D’autres ressources peuvent être mobilisées : le scandale des Pandora Papers, qui a révélé que 11 300 milliards de dollars étaient placés dans des paradis fiscaux, nous rappelle l’urgence pour les États membres de coopérer entre eux afin de renforcer la transparence et, ainsi, de mettre un terme à ces pratiques fiscales dommageables.

Un système fiscal plus équitable à l’échelle européenne est un impératif pour mieux lutter contre les inégalités en matière de revenus et de richesse.

Il devient essentiel de franchir le pas vers une fiscalité commune. Il est désormais temps de mettre en place une imposition commune des bénéfices des sociétés et de conclure les négociations afin d’instaurer une taxe sur les transactions financières d’ici à 2026.

Enfin, nous devons revenir sur ces règles budgétaires européennes – un déficit public annuel inférieur à 3 % et une dette publique n’excédant pas 60 % du PIB –, qui sont incompatibles avec l’urgence à investir massivement. On se demande toujours aujourd’hui sur quoi de telles règles sont fondées ! Leur suspension pendant la période de pandémie est révélatrice de leur inadéquation face aux défis et crises que doit surmonter l’Union européenne.

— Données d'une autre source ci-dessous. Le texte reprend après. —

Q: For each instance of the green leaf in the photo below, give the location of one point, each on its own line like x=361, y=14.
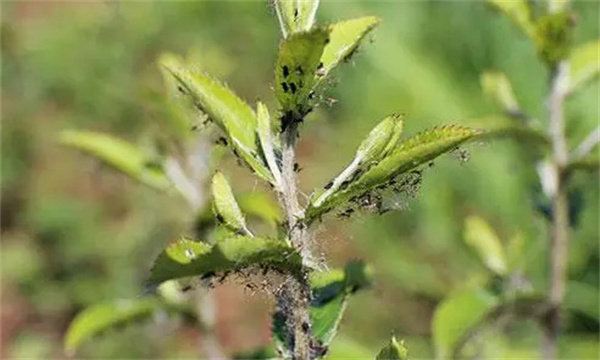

C’est pourquoi le pacte de stabilité et de croissance doit être mis au service des mutations économiques et sociales nécessaires à la réussite des transitions climatique et numérique engagées.

Dans cette perspective, il est indispensable de dépasser la seule logique du PIB, qui doit être assortie de nouveaux indicateurs de croissance et de richesse, et de réviser notre approche conservatrice et libérale de l’endettement public. Ce dernier est non pas une charge, mais l’une des conditions pour réussir les transitions nécessaires qui sont devant nous.

Pour conclure, monsieur le ministre, mes chers collègues, de grands chantiers s’ouvrent devant nous, mais ils supposent au préalable que nous révisions nos outils de coordination économique, dont cet obsolète programme de stabilité.